Le jugement est ainsi confirmé en ce qu’il condamne la société [Localité 1] Hyper distribution au payement de la somme de 1'024,41 euros bruts de ce chef, outre 102,44 euros de congés-payés y afférents.
Sur l’indemnité compensatrice de préavis
En application des dispositions de l’article L.1234-5 du code du travail, le salarié qui n’est pas licencié pour faute grave peut prétendre au payement d’une indemnité compensatrice lorsqu’il n’exécute pas son préavis, sans préjudice de l’indemnité de congés-payés sur cette période, de l’indemnité de licenciement et de l’indemnité pour licenciement dépourvu de cause réelle et sérieuse.
Cette indemnité est égale au montant des salaires que le salarié aurait perçus s’il avait travaillé pendant la durée du préavis, en prenant en compte les heures supplémentaires et la prime d’ancienneté qui auraient été perçus durant cette période.
La rémunération à prendre en compte n’est donc pas limitée au salaire de base mais intègre également les autres éléments de rémunération dont M.[B] a pu bénéficier durant les derniers mois de la relation contractuelle.
Le jugement est ainsi confirmé en ce qu’il a déclaré que le salaire mensuel moyen brut de M.[B] est égal à 2'290,68 euros mensuels et a liquidé l’indemnité compensatrice de préavis sur cette base.
Il est constant que la durée du préavis de M.[B] est égale à deux mois.
Le jugement est ainsi confirmé en ce qu’il condamne la société [Localité 1] Hyper distribution au payement de la somme de 4'581,36 euros bruts de ce chef, outre 458,13 euros bruts de congés-payés y afférents.
Sur l’indemnité de licenciement.
En application des dispositions de l’article L.1234-9 du code du travail, le salarié titulaire d’un contrat à durée indéterminée comptant huit mois d’ancienneté ininterrompus au service du même employeur qui n’est pas licencié pour faute grave peut prétendre au payement d’une indemnité de licenciement.
Cette indemnité, conformément aux dispositions de l’article R.1234-1, -2 et -4 du code du travail, est calculée par année de service dans l’entreprise, en tenant compte des mois complets de service accomplis au-delà des années pleines, en prenant en considération, selon la formule la plus avantageuse pour le salarié, soit la moyenne mensuelle des douze derniers mois précédant le licenciement soit le tiers des trois derniers mois.

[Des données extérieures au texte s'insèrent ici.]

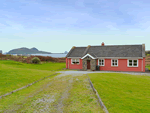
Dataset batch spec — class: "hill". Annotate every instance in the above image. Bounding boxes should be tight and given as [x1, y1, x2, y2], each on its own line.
[145, 50, 150, 56]
[7, 47, 51, 55]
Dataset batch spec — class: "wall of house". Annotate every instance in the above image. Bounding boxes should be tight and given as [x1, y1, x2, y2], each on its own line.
[97, 58, 145, 72]
[66, 58, 82, 69]
[66, 58, 68, 69]
[82, 57, 96, 70]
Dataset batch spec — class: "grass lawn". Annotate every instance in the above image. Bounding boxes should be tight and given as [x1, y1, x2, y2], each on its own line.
[0, 75, 103, 113]
[89, 73, 150, 113]
[0, 60, 65, 95]
[146, 66, 150, 70]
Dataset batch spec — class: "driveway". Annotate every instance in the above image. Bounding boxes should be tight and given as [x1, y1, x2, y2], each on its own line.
[58, 71, 150, 76]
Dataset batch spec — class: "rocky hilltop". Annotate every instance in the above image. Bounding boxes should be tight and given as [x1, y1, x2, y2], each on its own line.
[7, 47, 51, 55]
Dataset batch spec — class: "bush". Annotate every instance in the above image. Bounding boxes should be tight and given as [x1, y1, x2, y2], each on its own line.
[31, 57, 41, 64]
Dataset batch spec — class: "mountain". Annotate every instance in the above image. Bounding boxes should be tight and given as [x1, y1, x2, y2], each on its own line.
[145, 50, 150, 55]
[7, 47, 51, 55]
[64, 51, 68, 54]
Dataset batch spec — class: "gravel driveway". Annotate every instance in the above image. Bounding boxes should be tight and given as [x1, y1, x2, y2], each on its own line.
[58, 71, 150, 76]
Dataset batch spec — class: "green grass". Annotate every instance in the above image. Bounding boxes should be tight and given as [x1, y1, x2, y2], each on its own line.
[64, 75, 104, 113]
[146, 66, 150, 70]
[0, 60, 66, 71]
[0, 60, 65, 95]
[0, 75, 57, 113]
[89, 73, 150, 113]
[0, 75, 103, 113]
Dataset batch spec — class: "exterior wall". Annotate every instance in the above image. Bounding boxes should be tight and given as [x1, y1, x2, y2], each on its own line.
[143, 58, 146, 72]
[97, 58, 145, 72]
[82, 57, 96, 70]
[66, 58, 68, 69]
[66, 58, 82, 69]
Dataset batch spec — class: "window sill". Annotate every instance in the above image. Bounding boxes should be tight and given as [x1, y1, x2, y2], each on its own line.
[128, 66, 138, 67]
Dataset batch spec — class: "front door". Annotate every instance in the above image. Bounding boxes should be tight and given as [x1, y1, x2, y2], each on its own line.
[87, 60, 90, 69]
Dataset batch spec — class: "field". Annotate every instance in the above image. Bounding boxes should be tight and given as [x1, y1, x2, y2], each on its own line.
[146, 66, 150, 70]
[89, 73, 150, 113]
[0, 61, 65, 95]
[0, 61, 103, 113]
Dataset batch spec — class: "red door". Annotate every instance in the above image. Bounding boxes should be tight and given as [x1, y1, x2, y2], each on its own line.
[87, 60, 90, 69]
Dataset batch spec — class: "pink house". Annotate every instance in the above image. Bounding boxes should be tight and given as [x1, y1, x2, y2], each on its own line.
[66, 43, 145, 72]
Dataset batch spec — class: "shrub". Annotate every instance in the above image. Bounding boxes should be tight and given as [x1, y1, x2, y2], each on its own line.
[31, 57, 41, 64]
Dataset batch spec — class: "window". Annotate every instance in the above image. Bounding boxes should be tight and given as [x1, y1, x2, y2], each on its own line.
[111, 59, 118, 66]
[71, 59, 79, 64]
[128, 60, 138, 67]
[98, 59, 104, 66]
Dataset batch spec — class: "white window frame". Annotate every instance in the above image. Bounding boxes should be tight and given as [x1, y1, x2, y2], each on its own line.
[71, 58, 80, 64]
[98, 59, 105, 66]
[127, 59, 139, 67]
[111, 59, 118, 67]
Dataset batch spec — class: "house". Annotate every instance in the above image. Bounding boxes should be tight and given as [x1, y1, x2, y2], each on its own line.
[66, 43, 145, 72]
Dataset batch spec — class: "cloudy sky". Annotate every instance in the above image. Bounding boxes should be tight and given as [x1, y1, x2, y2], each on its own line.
[0, 0, 150, 53]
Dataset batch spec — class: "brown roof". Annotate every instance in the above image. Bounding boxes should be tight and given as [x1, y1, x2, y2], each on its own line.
[66, 44, 145, 58]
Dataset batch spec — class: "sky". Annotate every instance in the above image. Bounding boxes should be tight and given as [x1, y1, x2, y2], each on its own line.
[0, 0, 150, 53]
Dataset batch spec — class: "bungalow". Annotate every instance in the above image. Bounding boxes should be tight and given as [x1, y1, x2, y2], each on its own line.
[66, 43, 145, 72]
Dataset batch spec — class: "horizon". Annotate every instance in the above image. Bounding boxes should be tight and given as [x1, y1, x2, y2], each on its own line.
[0, 0, 150, 53]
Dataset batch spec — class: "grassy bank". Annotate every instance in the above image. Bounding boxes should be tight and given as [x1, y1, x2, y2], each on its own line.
[0, 75, 103, 113]
[0, 60, 65, 95]
[146, 66, 150, 70]
[89, 73, 150, 113]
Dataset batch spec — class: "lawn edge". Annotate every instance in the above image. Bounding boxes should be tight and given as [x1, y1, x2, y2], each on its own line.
[86, 74, 109, 113]
[0, 72, 58, 99]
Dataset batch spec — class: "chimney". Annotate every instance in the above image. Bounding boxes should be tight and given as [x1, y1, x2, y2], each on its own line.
[142, 44, 145, 57]
[101, 42, 105, 46]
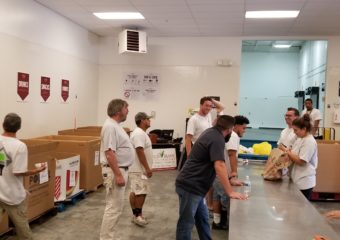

Si la société [Localité 1] Hyper distribution sollicite la réformation du jugement en ce qu’il la condamne au payement de la somme de 17'625,51 euros de ce chef, elle ne conteste pas ce quantum qui correspond à l’application des articles susvisés du code du travail.
Le jugement est ainsi confirmé en ce qu’il condamne la société [Localité 1] Hyper distribution au payement de la somme de 17'625,51 euros bruts de ce chef.
III- Sur les dépens et l’article 700 du code de procédure civile
Le jugement de première instance est confirmé sur les dépens et les frais non répétibles de procédure.
M.[B], qui succombe en appel, est condamné aux dépens de la procédure d’appel et à verser à la société [Localité 1] Hyper distribution une somme de 1 000 euros au titre des frais irrépétibles.
PAR CES MOTIFS :
La Cour, après en avoir délibéré conformément à la loi, statuant par arrêt contradictoire prononcé par mise à disposition au greffe, et en dernier ressort,
CONFIRME en toutes ses dispositions le jugement rendu le 11 septembre 2024 par le conseil de prud’hommes d’Auch';
Et, y ajoutant':
CONDAMNE M. [E] [B] à payer à la société [Localité 1] Hyper distribution une somme de 1 000 euros au titre des frais irrépétibles';
CONDAMNE M. [E] [B] aux dépens de la procédure d’appel.
Vu l’article 456 du code de procédure civile, le présent arrêt a été signé par Pascale FOUQUET, conseiller ayant participé au délibéré en l’absence de Mme. la présidente de chambre empêchée, et par Catherine HUC, greffière, à laquelle la minute de la décision a été remise par le magistrat signataire.